HBV testing uptake and knowledge change
At follow-up, four of thirty-three participants (12%) self-reported being tested for HBV; one (1/15, 7%) in the standard information group and three (3/18, 17%) in the liver cancer prevention information group (Fig. 1). HBV-related knowledge change measured by responses to the question “how do you think you could get hepatitis B” pre- and post-intervention showed an increased number of participants identified transmission routes correctly, and the number of people who had the misconception that HBV is transmitted through sharing food or eating utensils dropped from 19 (58%) to 8 (24%) (Fig. 2). Knowledge changes pre-and post-intervention in each group showed a similar trend (Table s6).
HBV testing intentions and associated factors
Of the 33 participants who completed follow-up, 21 participants (64%) reported having visited a doctor within six-months of study participation (Table 3). Seven of these participants (that is, 33% of those who visited a doctor) reported discussing HBV testing with their GP (with four receiving a test as reported above). The three who did not have a test reported the “doctor said I don’t have the problem” or the “doctor said I had been tested before”. Of note 14 of the 21 participants who visited a GP reported not discussing HBV testing. Among the 12 participants who did not visit a GP during study follow-up period, five reported having no intention to be tested (Table 2).

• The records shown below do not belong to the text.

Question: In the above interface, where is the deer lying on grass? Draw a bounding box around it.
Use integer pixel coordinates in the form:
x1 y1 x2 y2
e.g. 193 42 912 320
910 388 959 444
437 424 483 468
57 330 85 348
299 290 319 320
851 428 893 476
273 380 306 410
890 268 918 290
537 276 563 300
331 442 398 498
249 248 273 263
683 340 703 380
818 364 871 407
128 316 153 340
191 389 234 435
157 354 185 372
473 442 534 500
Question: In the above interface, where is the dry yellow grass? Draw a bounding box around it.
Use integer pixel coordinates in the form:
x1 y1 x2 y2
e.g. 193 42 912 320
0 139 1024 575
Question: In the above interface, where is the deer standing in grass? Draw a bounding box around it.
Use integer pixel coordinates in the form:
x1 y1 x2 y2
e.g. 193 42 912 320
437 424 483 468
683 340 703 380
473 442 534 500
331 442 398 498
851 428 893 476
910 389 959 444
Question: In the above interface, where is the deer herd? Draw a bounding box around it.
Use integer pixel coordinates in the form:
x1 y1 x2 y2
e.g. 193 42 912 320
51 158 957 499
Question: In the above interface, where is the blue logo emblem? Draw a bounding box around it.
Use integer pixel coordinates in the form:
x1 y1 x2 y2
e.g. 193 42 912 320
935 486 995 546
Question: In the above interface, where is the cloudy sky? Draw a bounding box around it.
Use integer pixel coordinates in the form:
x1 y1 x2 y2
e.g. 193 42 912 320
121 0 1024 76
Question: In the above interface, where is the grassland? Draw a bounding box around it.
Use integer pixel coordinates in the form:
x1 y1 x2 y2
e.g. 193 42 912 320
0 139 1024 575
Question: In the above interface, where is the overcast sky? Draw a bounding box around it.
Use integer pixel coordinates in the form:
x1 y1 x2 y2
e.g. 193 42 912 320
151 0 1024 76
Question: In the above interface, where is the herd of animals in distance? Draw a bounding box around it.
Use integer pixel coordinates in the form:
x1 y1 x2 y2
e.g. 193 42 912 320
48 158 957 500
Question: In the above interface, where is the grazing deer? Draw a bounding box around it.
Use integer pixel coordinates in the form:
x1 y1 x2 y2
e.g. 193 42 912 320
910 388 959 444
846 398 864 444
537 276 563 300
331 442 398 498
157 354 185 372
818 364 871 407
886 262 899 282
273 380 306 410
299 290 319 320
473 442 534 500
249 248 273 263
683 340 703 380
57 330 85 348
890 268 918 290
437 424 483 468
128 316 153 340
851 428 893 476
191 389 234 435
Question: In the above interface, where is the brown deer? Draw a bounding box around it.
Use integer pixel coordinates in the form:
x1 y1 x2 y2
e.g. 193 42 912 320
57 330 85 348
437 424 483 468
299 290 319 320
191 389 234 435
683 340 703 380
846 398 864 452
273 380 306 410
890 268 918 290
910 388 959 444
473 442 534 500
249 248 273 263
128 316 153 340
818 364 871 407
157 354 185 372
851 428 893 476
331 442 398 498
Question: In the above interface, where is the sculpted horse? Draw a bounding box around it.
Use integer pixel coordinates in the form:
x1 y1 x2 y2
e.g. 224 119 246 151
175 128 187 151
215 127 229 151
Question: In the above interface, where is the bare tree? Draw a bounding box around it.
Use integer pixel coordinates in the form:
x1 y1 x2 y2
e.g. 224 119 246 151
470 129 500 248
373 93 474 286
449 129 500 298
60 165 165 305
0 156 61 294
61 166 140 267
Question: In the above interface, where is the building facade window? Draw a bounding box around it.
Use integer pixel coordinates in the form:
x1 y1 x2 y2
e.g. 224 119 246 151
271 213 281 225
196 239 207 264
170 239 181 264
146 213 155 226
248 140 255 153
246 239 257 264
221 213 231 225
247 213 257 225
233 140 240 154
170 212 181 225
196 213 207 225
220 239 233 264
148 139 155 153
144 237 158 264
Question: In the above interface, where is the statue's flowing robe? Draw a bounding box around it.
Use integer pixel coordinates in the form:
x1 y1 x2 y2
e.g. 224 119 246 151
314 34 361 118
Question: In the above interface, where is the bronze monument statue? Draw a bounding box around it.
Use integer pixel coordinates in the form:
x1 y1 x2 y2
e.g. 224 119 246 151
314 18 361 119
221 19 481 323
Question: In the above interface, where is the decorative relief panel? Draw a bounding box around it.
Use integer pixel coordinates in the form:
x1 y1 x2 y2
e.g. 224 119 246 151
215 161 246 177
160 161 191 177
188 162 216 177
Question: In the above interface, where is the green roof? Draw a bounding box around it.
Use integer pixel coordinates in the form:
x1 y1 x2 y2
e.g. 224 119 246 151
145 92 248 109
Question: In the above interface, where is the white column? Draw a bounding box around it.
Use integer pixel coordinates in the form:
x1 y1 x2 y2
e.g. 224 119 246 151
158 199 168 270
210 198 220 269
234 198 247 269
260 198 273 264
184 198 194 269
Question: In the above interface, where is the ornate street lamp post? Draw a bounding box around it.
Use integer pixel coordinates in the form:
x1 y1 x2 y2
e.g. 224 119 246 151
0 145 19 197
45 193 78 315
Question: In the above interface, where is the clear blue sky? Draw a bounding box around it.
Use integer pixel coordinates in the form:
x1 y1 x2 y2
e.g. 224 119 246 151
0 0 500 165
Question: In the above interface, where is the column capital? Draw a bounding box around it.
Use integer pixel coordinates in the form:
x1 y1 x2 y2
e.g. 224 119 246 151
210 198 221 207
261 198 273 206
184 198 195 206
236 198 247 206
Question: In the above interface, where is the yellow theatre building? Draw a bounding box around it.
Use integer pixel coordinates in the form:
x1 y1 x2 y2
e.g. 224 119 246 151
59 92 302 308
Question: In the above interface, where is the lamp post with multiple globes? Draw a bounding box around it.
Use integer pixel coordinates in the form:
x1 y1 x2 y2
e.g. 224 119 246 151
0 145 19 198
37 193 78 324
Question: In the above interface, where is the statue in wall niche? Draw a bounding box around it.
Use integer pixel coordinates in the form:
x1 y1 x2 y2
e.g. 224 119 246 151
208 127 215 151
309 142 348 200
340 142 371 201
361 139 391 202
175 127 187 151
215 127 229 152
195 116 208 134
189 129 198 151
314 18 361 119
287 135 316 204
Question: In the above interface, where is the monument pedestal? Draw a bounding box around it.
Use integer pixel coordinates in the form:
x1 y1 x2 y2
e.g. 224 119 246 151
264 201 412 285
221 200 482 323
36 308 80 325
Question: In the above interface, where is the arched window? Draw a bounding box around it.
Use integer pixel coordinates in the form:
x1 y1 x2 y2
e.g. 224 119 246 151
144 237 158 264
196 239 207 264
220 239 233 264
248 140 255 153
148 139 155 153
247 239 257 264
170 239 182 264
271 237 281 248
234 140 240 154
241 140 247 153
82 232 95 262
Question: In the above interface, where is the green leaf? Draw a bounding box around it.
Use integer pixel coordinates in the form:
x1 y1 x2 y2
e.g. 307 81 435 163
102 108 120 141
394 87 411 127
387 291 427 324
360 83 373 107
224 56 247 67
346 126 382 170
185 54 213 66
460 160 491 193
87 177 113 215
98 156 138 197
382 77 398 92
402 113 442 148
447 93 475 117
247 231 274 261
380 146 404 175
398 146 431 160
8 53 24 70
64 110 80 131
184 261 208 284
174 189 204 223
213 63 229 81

The following factors, drawn from interview and open-text follow-up questionnaire data, were identified as explanations of participant intentions and testing behaviour, including perceived relevance and seriousness of HBV, healthcare access and costs, perceived GP role, and other environmental barriers such as COVID-19 related social restrictions.
Perceived relevance and seriousness of CHB
Several participants noted they did not perceive being at risk of HBV infection. Responses such as, “I don’t think I have the problem”, were the most common reason for not getting or wanting a test following exposure to the education program. However, two participants later confirmed that they had been vaccinated against HBV after clarification with family members. Several others explained being at low risk for HBV as a result of no family history, not experiencing symptoms, no behaviours such as unsafe sex or injecting, no concerns identified during clinical check-ups, living in big cities, and the belief that a good lifestyle and eating habits could avoid the risk of infection.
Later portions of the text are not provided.